Article 29 of the draft states that “slavery and forced labor are prohibited, the violation of women and children’s rights and sex trade are prohibited and the law criminalizes this.” An earlier draft from August 11 provided that “Forced labor, enslavement, the trafficking of women, children and organs, the sex trade are prohibited and the law criminalizes this.”

The replacement of the August 11 wording “the trafficking of women and children,” which is already fully criminalized under Egypt’s 2010 Law 64 on the Combat of Human Trafficking, with the vague term “violations” is of serious concern since it suggests an intention on the part of committee members to legalize certain forms of trafficking. Human trafficking is an international crime and should be fully defined as such in this provision on trafficking.

Human Rights Watch urges members of the Constituent Assembly to reinstate the language of the August 11 provision.

  • Privacy

In addition, the new constitution should contain a specific mention of the right to privacy, which encompasses protection against unwarranted social and state intrusion through the protection of the person, the family, the home, personal data and personal communication, as enshrined under article 17 of the International Covenant for Civil and Political Rights.

  • Freedom of Association

Article 18 provides that “citizens have the right to establish associations and political parties by notification, as long as they respect national sovereignty.” A previous draft had limited the right by stating “as long as the goals are legitimate.” Adding overly broad terms such as “the respect of national sovereignty” will allow for abuse of the content of the right itself. Under Mubarak, human rights organizations documenting and exposing torture were accused of violating national sovereignty. Any crime against sovereignty can be regulated through Egypt’s penal code and other specialized laws. The constitution should protect the right itself.

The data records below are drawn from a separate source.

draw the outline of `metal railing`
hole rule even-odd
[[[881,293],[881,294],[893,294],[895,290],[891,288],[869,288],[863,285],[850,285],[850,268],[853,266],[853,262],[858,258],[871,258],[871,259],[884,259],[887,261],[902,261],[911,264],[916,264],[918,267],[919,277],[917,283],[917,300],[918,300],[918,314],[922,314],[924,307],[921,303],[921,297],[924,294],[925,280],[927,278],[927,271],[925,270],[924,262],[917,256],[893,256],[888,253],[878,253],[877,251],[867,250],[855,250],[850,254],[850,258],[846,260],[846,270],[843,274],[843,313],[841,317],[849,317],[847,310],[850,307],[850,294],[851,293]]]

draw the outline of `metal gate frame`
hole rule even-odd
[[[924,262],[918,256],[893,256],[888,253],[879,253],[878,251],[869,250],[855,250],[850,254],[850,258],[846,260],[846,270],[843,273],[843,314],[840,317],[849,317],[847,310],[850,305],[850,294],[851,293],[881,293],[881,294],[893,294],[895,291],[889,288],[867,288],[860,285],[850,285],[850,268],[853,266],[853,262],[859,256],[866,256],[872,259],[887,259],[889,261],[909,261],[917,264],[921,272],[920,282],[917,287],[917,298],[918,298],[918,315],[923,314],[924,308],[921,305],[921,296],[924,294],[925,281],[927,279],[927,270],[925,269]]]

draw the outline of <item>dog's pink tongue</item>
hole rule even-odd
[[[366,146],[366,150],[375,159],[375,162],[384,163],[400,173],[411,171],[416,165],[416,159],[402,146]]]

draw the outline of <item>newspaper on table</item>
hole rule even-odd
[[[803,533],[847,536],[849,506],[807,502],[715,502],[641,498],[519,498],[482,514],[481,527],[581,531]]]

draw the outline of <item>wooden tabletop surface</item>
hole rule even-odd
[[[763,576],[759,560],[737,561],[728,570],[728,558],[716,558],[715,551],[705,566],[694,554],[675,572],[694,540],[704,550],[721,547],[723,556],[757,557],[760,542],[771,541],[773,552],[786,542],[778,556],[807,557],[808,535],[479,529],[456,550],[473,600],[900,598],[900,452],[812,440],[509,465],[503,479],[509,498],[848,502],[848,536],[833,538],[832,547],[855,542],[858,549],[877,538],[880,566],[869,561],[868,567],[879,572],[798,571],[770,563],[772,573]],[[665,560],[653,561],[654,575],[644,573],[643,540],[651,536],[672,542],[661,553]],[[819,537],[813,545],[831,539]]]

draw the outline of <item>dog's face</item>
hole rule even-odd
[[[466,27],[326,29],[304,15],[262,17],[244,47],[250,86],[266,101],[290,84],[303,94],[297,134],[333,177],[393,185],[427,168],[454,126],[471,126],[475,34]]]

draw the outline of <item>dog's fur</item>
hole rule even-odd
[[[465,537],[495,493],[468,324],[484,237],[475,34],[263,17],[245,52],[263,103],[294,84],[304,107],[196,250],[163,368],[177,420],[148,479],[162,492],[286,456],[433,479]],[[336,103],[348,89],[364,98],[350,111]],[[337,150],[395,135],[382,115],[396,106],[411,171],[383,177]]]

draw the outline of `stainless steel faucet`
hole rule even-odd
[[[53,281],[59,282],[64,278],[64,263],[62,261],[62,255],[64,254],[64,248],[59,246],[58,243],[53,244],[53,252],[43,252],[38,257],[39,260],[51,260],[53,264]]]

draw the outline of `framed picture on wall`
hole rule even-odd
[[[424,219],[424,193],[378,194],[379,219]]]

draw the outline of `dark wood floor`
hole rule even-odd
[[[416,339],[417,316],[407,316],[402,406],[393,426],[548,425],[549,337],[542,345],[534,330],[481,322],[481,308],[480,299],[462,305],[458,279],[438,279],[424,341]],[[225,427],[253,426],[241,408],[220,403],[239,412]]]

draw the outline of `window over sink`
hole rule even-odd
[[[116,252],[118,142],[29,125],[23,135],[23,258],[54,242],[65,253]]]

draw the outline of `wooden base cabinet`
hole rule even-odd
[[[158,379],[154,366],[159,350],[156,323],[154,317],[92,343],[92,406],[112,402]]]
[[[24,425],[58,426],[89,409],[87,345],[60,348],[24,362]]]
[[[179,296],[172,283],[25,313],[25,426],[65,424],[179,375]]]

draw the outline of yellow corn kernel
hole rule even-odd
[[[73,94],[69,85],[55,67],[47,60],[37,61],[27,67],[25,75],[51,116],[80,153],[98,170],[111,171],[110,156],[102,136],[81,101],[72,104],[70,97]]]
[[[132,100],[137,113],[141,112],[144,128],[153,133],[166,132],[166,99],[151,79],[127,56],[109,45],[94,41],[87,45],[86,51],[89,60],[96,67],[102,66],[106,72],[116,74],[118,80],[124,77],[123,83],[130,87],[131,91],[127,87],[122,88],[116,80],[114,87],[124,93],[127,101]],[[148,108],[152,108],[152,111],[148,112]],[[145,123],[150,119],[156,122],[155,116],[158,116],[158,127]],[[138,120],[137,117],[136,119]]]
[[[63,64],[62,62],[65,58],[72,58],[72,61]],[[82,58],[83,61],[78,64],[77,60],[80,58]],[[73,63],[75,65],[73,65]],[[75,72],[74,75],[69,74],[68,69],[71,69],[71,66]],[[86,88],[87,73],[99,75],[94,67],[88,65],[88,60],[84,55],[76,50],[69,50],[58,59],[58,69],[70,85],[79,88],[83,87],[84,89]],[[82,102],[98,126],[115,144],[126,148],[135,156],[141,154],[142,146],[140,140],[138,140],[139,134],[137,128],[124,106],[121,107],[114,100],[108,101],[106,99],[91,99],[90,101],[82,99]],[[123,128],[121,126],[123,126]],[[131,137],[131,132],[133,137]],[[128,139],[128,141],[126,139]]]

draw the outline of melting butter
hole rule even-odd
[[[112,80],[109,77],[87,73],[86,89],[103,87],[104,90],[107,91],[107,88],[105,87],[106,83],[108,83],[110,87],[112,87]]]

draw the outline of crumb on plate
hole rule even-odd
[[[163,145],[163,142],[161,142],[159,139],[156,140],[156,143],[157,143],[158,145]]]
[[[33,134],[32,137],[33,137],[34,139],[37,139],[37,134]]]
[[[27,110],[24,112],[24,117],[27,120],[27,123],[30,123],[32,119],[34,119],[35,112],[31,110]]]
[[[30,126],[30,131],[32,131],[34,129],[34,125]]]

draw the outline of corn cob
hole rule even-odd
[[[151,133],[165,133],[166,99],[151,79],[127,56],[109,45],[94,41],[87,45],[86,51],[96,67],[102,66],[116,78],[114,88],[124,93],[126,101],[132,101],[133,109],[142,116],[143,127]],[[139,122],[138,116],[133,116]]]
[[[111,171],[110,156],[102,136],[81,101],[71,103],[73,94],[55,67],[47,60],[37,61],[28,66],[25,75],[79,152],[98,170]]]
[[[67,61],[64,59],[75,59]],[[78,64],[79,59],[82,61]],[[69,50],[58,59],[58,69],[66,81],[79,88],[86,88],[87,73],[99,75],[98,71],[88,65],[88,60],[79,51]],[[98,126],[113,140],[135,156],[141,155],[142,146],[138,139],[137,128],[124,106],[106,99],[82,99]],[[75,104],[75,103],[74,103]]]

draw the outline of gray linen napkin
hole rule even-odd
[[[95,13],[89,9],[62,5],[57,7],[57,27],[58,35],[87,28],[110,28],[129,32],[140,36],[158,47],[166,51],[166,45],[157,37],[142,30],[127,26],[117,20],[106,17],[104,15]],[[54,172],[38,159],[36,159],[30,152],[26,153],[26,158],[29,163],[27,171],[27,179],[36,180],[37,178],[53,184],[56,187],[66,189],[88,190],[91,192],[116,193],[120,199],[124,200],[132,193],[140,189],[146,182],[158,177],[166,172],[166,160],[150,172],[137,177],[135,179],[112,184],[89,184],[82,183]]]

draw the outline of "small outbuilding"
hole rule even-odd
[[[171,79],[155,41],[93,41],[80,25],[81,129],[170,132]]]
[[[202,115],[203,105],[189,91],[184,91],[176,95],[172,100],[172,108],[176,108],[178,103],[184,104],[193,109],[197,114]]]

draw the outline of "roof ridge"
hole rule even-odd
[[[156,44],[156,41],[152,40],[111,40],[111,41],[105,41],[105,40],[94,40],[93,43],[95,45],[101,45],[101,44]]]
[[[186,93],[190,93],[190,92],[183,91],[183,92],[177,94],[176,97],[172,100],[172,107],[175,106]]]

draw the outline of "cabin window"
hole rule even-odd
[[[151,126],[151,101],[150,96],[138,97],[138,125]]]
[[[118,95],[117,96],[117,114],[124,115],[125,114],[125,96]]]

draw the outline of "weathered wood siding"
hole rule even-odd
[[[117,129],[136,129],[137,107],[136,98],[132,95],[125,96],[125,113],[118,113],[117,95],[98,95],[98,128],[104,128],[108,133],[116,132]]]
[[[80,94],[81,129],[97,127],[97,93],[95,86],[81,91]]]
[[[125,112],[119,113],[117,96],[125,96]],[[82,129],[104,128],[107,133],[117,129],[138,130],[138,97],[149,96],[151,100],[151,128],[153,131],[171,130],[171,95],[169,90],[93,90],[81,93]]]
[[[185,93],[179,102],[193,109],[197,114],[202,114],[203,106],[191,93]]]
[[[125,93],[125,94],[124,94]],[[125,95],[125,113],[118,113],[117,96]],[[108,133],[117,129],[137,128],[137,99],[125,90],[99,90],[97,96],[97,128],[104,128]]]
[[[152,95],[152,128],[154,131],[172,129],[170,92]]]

Human Rights Watch recommends that members of the Constituent Assembly ensure that any limitations placed upon the exercise of the rights of association and assembly must not have the effect of negating the essence of that right and must be “prescribed by law and … necessary in a democratic society in the interests of national security or public safety, public order (ordre public), the protection of public health or morals or the protection of the rights and freedoms of others” (articles 21 and 22 of the ICPPR).

  • Fair Trial

Article 46 sets out due process guarantees including the presumption of innocence but then goes on to say that while “every accused in a criminal case must have a lawyer to defend him”, “the law shall determine in which cases of misdemeanors the accused must have a lawyer.” Article 14 of the ICCPR sets out the right of the accused “to have adequate time and facilities for the preparation of his defence and to communicate with counsel of his own choosing” for any crime.

Human Rights Watch recommends that the Constituent Assembly members extend the requirement that the accused have a lawyer to represent him to all trials.

  • Sources of Legislation

Article 2 of the draft mirrors article 2 in the 1971 constitution and states that “principles of Sharia are the main source of legislation.” Salafi members of the Constituent Assembly have pushed for the replacement of the term principles with “rulings” of Sharia, which refers to a more specific set of laws, including the hudud They instead proposed an additional provision, article 4, which would establish Al Azhar as the sole body authorized to interpret “all issues related to Sharia.” Article 4 would give a legislative vetting role to an unelected, unaccountable body with no recourse to judicial review.

Human Rights Watch recommends that the Constituent Assembly members exclude the proposed Article 4 from the final draft and instead append an explanatory note to define the terms of Article 2 on the sources of legislation.

 

We thank you for your time and attention.